Elles sont si difficiles. Si rugueuses, et pourtant si tentantes. Le livre est là, il nous appelle, veut nous embrasser de ses lèvres de glace, mais on repousse l’heure fatidique du dernier baiser, celui qui fera de toutes les pages lues des souvenirs de poussières. Plus le livre est riche, plus l’écrivain est doué et plus l’au revoir est difficile. On s’accroche comme on se maintiendrait hors de l’eau, les mains crispées sur un radeau de fortune. Agrippés à ces personnages brossés au fusain dans des feuilles de papier, on s’isole, on vacille dans un monde peuplé de chimères. Il a suffi de quelques milliers de mots pour que leur silhouette fugace se glisse dans notre ombre.

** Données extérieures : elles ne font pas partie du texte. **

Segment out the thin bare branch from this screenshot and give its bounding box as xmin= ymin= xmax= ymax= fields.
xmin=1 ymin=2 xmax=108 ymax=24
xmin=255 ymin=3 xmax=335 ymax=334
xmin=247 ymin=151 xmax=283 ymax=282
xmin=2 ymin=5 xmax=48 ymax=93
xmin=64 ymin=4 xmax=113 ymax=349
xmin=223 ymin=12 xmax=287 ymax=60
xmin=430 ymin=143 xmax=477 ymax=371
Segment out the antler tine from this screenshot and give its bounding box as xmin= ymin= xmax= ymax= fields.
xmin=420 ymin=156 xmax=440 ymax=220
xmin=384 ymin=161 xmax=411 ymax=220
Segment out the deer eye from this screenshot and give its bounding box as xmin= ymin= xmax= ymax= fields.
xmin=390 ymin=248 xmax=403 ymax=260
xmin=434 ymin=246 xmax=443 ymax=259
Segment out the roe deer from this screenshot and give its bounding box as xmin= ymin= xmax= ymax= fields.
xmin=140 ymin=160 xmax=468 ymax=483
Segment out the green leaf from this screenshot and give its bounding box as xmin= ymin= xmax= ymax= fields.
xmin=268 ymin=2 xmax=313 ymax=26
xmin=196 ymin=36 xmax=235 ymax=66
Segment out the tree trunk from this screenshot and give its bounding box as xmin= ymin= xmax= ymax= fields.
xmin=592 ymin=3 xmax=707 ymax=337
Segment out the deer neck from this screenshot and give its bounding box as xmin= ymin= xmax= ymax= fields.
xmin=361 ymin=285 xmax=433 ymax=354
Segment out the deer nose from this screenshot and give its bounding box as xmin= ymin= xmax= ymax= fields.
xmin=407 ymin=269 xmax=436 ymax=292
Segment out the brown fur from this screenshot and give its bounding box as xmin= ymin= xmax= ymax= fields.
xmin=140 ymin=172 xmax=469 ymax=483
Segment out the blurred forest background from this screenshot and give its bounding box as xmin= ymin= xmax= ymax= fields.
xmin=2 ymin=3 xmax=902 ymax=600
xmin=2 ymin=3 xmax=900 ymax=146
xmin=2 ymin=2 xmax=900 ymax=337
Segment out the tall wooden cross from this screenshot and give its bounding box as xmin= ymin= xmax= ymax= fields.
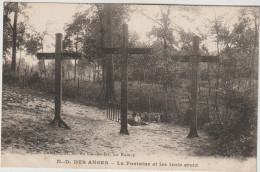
xmin=102 ymin=24 xmax=151 ymax=135
xmin=37 ymin=33 xmax=81 ymax=129
xmin=173 ymin=36 xmax=219 ymax=138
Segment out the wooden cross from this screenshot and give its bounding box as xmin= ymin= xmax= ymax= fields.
xmin=102 ymin=24 xmax=151 ymax=135
xmin=173 ymin=36 xmax=219 ymax=138
xmin=37 ymin=33 xmax=81 ymax=129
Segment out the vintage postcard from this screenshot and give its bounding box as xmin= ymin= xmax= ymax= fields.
xmin=1 ymin=1 xmax=259 ymax=171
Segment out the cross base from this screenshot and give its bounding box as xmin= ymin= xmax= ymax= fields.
xmin=119 ymin=128 xmax=129 ymax=135
xmin=49 ymin=117 xmax=71 ymax=130
xmin=187 ymin=130 xmax=199 ymax=138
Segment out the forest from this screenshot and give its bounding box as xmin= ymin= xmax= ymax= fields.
xmin=2 ymin=3 xmax=259 ymax=157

Le temps de quelques heures, le temps de quelques jours, leurs sentiments, leur rancœur, leurs souvenirs se sont mêlés aux nôtres. On s’est attaché, on s’est amouraché…

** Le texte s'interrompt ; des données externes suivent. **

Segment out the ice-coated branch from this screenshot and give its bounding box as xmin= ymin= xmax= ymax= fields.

Et voilà que les pages défilent, que l’épaisseur se fait de plus en plus fine dans notre main droite. Dernier chapitre, dernières phrases, derniers mots. Doucement, on sent le cœur qui se serre. On se reprend pour cesser de gâcher le moment en lisant aussi vite que la lumière. Le cœur déchiré, on repose le livre. On lui laisse le temps d’avaler notre odeur, d’aspirer la pression de nos doigts. Garder les 10 dernières pages secrètes, encore un peu…
Pour que le moment soit le bon. Celui où on laissera notre cœur abandonné tomber en miettes.